Who would have guessed that drinking daiquiris in a Panama bar could lubricate the gears of international scientific collaboration? Yet it was just that—throwing back a few with colleagues in 1995—that ultimately led Richard Primack to spread his textbooks on conservation biology around the globe.
That, in turn, made him an evangelist for translating more English-language texts into other languages to encourage conservation, especially in the developing world.
Since then, the College of Arts & Sciences biology professor has had colleagues in other countries translate his two textbooks. Primack reports in a column for the online journal BioOne that 28 foreign-language versions of one or the other have been produced. And 16 more versions of Essentials of Conservation Biology or A Primer of Conservation Biology are either in production or being planned.

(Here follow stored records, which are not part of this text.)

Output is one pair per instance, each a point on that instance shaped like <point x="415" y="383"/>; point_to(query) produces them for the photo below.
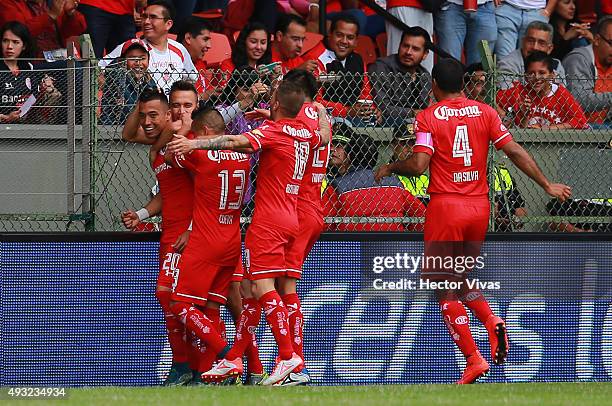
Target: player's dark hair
<point x="417" y="31"/>
<point x="448" y="74"/>
<point x="285" y="20"/>
<point x="169" y="10"/>
<point x="150" y="94"/>
<point x="20" y="30"/>
<point x="194" y="26"/>
<point x="539" y="56"/>
<point x="305" y="80"/>
<point x="239" y="56"/>
<point x="290" y="97"/>
<point x="207" y="115"/>
<point x="345" y="17"/>
<point x="183" y="86"/>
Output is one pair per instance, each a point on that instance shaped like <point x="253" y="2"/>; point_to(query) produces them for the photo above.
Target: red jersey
<point x="176" y="188"/>
<point x="285" y="147"/>
<point x="558" y="107"/>
<point x="220" y="181"/>
<point x="316" y="168"/>
<point x="456" y="134"/>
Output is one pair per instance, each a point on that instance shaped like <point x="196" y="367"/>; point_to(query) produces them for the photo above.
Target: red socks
<point x="477" y="303"/>
<point x="201" y="325"/>
<point x="245" y="328"/>
<point x="296" y="322"/>
<point x="276" y="315"/>
<point x="174" y="327"/>
<point x="456" y="320"/>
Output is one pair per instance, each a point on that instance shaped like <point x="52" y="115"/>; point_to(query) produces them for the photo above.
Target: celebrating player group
<point x="203" y="177"/>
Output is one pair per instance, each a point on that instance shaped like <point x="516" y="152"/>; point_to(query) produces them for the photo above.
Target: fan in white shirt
<point x="169" y="60"/>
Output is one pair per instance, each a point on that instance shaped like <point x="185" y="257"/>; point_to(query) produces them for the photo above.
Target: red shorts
<point x="455" y="228"/>
<point x="168" y="262"/>
<point x="198" y="281"/>
<point x="311" y="226"/>
<point x="265" y="251"/>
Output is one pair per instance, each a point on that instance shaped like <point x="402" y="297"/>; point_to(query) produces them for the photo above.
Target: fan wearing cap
<point x="122" y="88"/>
<point x="403" y="142"/>
<point x="352" y="191"/>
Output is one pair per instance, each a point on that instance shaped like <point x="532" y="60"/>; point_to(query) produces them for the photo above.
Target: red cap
<point x="133" y="43"/>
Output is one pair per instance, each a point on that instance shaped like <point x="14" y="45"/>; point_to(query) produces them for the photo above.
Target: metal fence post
<point x="70" y="135"/>
<point x="88" y="128"/>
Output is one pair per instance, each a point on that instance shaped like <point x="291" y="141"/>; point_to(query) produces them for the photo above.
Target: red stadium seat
<point x="381" y="43"/>
<point x="365" y="48"/>
<point x="311" y="40"/>
<point x="220" y="49"/>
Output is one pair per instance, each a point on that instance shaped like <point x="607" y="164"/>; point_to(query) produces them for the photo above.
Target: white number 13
<point x="461" y="145"/>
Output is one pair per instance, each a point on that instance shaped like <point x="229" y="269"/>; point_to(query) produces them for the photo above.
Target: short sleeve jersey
<point x="456" y="133"/>
<point x="285" y="147"/>
<point x="309" y="198"/>
<point x="220" y="181"/>
<point x="176" y="188"/>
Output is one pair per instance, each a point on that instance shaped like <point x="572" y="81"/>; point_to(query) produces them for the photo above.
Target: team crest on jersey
<point x="445" y="112"/>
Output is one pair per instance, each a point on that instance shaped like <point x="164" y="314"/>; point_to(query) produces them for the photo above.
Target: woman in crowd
<point x="15" y="71"/>
<point x="569" y="32"/>
<point x="541" y="103"/>
<point x="252" y="49"/>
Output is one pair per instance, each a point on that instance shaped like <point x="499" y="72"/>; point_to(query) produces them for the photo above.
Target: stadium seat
<point x="311" y="40"/>
<point x="365" y="48"/>
<point x="381" y="43"/>
<point x="220" y="49"/>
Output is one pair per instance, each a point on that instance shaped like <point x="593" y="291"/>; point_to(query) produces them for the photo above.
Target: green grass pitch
<point x="474" y="395"/>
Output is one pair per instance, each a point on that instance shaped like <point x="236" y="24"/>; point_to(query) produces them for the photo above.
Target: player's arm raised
<point x="132" y="218"/>
<point x="181" y="145"/>
<point x="133" y="132"/>
<point x="528" y="165"/>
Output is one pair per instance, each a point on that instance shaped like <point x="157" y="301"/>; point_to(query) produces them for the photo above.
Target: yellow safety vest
<point x="416" y="185"/>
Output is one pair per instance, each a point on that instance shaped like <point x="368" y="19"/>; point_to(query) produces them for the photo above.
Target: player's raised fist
<point x="130" y="219"/>
<point x="559" y="190"/>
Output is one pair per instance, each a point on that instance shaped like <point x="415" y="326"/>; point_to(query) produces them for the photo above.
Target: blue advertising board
<point x="84" y="313"/>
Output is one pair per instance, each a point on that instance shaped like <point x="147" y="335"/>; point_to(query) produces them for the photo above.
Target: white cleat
<point x="282" y="369"/>
<point x="223" y="369"/>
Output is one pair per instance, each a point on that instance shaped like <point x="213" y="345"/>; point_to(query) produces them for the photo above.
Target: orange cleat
<point x="477" y="367"/>
<point x="498" y="339"/>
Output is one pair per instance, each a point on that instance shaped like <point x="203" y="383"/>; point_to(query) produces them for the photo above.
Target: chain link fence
<point x="66" y="166"/>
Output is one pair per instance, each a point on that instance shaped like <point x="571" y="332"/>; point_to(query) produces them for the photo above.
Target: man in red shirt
<point x="288" y="43"/>
<point x="285" y="145"/>
<point x="50" y="25"/>
<point x="206" y="268"/>
<point x="110" y="22"/>
<point x="453" y="139"/>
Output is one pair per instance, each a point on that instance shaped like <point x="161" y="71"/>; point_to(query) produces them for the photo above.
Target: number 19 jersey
<point x="456" y="134"/>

Indigenous colleagues in the various countries—China, Brazil, Vietnam, Indonesia, Madagascar, and Mongolia, as well as developed nations such as Japan and European countries—translate the books or supervise the translations, with a free hand to delete or revise material “to make it more relevant to their audience,” Primack’s column says. In particular, the translators have his permission to add local conservation projects, including photos, local studies, and discussion of local legal or social issues, that weren’t mentioned in his original books. He then adds the best examples of foreign conservation to the English versions of his textbooks.
This collaborative cross-pollination strategy, “as far as I know…has not been tried elsewhere to adapt books to audiences in developing countries,” Primack writes. He goes on to say that many disciplines, not just those related to biology, could make leading English texts available in countries that don’t have them, and suggests that English-language journal papers could be disseminated and adapted the same way.

Primack says his own books, circulated in developing nations, have many advantages for conservation biology. “Many biology students learn about conservation biology and may even become conservation biologists,” he says. “Second, the books help to generate discussions of conservation issues throughout the society and can contribute to broad changes.” Some of his native coauthors have gone on to lead conservation efforts in their countries, he adds.
“The Romanian edition has allowed new conservation biology courses to be developed at nine universities,” according to his column, “and is used in the training of park managers and rangers (in the process, helping form an online conservation biology network with more than 2,500 members).”
Benefits of translations flow both ways, he says. Scientists in the developed world typically have greater knowledge of theoretical issues and the published literature in their field; colleagues in the developing world offer insights into how to pursue conservation in traditional societies.
Primack also has coauthored an original English-language book with a foreign colleague. He and British biologist Richard Corlett, then living in Hong Kong, teamed up for a book on tropical rain forests 13 years ago.